A cheaper and more effective smoking cessation aid is obscure, hard to find, and not even approved for use in the U.S.
It is a big business in this country treating people suffering from the negative health effects of smoking. In fact, as a preventable public health problem, it accounts for more spending than anything else, and that is including obesity. The total associated health care costs of smoking are estimated to be about $138 billion a year. Thus, when a new way to help smokers quit is found, people tend to pay attention.
Traditionally, the options for a smoker attempting to quit endangering his or her health are limited to an often expensive mix of nicotine patches, nicotine gums, and a drug known as Chantix (or varenicline). Now, however, there is increasing talk about a drug that is cheaper than each of the aforementioned treatments and which has been in use since the 1960s. According to studies, the drug cytisine works just as well as any of the traditional treatments, and yet many American doctors are not even aware of its existence.
Cytisine, in one recent study, was found to have helped 40 percent of smokers quit after one month of use as compared to 31 percent who used nicotine-replacement therapy for the same amount of time. At intervals of time up to 6 months, more cytisine users were still smoke-free which implies the drug is even more effective at preventing relapses.
According to the American Lung Association (ALA), 392,000 people in the U.S. die each year from tobacco-related causes. Add to that the 50,000 people who die each year of exposure to second-hand tobacco smoke and it is no wonder that groups like the ALA encourage people to stop smoking, whatever the course of action may be. Furthermore, it should be no surprise that the ALA has expressed its support for any method of smoking cessation that is cheaper and will thus be more widely available.
The cost of cytisine in a standard one-month supply as compared to a one-month supply of Chantix is much cheaper, $25 as compared to $300 respectively. When the low cost of the drug is considered with its effectiveness, many are wondering why it is not already easily accessible to the smoking public.
Cytisine, a plant-based extract of acacia seeds, has been in use for 40 years in many parts of Eastern Europe. However, this also means that many of the studies and drug-trials that tout the drug’s effectiveness are not in English and studies that recommend dosing specifics are hard to find. To a lesser extent, the drug’s side-effects, which are similar to Chantix, include nightmares, nausea, vomiting, although side-effects should not be considered too substantial a boundary when it is taken into consideration that 80 percent of those who reported ill side-effects still recommended the drug.

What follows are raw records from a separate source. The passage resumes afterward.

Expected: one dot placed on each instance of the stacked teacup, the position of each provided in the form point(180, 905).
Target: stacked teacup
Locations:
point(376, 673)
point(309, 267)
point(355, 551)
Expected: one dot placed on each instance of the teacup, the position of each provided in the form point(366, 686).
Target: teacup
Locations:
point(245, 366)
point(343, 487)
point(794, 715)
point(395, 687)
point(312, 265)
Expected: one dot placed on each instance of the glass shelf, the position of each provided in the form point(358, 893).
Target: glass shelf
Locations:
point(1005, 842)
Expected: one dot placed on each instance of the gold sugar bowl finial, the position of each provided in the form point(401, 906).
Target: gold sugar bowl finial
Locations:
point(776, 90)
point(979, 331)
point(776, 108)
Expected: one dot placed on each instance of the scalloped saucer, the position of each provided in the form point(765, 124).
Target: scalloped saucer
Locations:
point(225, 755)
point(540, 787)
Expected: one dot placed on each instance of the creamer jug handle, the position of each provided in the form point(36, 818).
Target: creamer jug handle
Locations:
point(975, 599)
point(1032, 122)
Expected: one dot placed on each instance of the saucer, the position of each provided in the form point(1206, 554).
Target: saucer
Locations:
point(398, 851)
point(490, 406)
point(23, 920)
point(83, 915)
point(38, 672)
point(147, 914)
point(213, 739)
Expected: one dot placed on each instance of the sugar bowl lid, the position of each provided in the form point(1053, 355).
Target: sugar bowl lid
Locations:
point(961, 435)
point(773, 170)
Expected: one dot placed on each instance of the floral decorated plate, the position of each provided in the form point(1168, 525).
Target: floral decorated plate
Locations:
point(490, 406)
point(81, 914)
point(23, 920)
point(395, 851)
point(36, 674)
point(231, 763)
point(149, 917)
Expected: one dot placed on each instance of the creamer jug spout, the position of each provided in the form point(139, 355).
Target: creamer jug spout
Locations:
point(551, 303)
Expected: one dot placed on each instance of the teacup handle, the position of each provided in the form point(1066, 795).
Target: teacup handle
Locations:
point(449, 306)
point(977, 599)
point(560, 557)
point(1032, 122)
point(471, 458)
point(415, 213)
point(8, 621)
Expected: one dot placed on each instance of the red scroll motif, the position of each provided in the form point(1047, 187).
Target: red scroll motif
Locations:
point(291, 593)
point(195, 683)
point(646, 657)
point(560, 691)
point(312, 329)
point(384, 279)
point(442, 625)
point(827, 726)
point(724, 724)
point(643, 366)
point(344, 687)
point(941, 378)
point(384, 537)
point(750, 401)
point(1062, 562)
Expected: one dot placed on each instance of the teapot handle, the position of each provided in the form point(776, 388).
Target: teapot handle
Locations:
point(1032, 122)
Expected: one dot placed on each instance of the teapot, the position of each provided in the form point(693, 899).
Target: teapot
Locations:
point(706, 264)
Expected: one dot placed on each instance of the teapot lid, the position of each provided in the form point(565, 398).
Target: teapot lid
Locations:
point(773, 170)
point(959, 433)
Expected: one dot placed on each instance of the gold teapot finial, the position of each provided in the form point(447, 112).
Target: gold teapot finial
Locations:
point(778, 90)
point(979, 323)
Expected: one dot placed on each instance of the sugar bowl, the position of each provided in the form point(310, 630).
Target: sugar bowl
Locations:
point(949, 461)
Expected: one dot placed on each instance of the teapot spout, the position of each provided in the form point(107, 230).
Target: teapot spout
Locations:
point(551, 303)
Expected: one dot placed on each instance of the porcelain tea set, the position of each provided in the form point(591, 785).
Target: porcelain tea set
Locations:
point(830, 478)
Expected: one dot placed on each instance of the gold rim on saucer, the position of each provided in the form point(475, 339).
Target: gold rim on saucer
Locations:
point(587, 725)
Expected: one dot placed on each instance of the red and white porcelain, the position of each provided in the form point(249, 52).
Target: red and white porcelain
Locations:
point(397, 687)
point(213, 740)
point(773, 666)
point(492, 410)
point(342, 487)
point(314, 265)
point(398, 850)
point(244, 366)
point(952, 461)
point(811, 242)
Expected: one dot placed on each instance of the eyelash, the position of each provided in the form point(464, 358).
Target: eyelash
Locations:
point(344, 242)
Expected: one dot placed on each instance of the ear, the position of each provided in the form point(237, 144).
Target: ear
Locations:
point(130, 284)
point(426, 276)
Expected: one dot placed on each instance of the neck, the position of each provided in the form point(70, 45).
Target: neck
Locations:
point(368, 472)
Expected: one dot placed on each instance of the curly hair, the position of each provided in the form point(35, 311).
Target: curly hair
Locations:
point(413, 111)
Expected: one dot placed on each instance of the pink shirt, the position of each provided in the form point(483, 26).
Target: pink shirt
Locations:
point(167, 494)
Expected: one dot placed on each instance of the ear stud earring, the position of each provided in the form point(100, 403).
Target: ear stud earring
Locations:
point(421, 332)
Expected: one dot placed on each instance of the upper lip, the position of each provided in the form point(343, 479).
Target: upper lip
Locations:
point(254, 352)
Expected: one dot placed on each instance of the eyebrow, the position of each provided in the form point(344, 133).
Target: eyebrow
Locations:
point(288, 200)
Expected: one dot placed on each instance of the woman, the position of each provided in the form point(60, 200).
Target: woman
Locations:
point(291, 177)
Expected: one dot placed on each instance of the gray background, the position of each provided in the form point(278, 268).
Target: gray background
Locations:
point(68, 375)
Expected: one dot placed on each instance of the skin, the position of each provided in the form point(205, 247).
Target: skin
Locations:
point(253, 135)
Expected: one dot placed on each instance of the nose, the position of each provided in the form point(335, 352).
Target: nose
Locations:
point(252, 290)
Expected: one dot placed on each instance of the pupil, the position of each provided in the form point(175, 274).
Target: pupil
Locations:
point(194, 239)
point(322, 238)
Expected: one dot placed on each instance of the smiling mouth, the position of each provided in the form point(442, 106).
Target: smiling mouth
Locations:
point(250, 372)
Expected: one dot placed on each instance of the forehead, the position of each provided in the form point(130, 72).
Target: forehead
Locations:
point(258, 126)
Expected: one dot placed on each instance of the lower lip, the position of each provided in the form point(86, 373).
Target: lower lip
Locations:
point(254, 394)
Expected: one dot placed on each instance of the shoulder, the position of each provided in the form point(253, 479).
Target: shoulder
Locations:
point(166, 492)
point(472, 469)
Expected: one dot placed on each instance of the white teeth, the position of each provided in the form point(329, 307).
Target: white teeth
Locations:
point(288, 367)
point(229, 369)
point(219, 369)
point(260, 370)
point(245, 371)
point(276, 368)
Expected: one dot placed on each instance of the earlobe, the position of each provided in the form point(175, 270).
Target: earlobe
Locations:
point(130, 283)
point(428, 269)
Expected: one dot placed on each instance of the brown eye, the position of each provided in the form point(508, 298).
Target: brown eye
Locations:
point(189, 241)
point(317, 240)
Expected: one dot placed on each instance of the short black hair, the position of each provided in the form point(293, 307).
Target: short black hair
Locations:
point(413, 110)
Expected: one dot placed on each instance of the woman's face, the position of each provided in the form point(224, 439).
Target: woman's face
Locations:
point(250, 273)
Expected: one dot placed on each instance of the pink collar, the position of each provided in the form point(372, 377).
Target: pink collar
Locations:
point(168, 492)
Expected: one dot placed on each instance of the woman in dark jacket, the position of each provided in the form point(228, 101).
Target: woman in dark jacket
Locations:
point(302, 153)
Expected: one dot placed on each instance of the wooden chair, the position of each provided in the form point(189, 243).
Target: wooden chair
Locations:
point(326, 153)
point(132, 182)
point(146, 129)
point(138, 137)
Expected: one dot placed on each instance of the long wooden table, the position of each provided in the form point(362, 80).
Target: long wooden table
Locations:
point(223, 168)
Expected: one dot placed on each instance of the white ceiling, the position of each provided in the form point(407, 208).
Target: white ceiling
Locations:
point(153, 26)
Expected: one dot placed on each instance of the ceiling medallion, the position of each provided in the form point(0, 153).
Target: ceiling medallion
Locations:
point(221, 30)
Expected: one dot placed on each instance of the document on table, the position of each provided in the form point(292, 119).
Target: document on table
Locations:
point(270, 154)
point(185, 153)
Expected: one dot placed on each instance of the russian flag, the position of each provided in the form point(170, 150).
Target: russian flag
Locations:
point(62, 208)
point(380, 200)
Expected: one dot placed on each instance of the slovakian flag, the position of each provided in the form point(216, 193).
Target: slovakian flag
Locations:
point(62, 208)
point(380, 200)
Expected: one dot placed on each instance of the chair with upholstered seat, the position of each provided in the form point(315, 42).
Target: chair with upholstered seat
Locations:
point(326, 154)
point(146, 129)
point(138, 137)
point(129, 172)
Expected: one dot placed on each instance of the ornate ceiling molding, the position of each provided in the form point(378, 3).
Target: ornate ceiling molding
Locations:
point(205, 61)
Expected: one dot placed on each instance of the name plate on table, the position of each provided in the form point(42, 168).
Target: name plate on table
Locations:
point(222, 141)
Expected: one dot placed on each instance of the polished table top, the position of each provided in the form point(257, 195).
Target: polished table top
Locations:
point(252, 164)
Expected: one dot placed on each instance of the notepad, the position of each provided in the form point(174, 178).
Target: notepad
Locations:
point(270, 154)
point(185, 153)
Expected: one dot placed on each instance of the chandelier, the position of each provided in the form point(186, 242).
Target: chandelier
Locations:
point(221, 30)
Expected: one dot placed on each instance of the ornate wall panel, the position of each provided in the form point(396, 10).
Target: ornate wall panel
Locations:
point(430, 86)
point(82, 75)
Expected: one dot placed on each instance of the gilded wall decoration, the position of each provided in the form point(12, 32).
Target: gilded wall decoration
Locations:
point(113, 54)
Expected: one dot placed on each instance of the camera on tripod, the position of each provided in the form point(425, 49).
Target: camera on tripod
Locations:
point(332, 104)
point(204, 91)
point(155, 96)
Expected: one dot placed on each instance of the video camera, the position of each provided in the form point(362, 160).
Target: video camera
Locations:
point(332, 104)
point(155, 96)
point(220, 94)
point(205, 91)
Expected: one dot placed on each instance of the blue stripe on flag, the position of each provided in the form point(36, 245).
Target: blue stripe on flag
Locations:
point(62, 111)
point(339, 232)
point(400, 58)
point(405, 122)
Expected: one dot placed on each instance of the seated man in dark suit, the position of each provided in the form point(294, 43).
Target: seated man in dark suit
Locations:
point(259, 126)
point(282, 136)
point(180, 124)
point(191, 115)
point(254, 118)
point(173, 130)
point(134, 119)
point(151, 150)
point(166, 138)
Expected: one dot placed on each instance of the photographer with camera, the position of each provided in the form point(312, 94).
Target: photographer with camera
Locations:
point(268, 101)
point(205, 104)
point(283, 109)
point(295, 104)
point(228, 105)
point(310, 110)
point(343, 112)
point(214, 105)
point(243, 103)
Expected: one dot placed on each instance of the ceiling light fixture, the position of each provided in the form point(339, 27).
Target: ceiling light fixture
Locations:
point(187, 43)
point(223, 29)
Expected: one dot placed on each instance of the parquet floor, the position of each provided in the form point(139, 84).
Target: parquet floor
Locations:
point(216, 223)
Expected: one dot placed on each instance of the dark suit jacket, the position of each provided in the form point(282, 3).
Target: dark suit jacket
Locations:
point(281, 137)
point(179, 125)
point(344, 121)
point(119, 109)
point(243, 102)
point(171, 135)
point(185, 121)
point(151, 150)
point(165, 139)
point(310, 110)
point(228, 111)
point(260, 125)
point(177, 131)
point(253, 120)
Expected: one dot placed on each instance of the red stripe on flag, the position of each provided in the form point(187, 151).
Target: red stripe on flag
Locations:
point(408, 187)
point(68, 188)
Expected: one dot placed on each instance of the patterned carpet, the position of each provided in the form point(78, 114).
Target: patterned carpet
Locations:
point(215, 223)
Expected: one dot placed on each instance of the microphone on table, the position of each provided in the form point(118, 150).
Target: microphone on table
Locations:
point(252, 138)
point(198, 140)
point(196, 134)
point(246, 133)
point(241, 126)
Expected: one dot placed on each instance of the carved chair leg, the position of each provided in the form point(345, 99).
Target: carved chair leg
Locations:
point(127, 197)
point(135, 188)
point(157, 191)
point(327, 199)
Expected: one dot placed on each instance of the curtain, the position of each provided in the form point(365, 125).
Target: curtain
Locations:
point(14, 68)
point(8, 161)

The biggest obstacle, then, to getting cytisine out there to a smoking public that is costing this country billions of dollars in preventable health care spending is knowledge of its existence, its proven effectiveness and its relatively low price. Cytisine is not even FDA-approved for use in the United States.
However, there is hope for the future of smoking cessation. Extab pharmaceuticals, which is licensed to market one of two name-brand forms of cytisine (Tabex), and is backed by an investment company that specializes in little-known drugs, has announced plans to begin clinical trials in the U.S. With total health care spending in this country estimated to cost about 1.6 trillion a year, anything to reduce this number should be welcomed with open arms.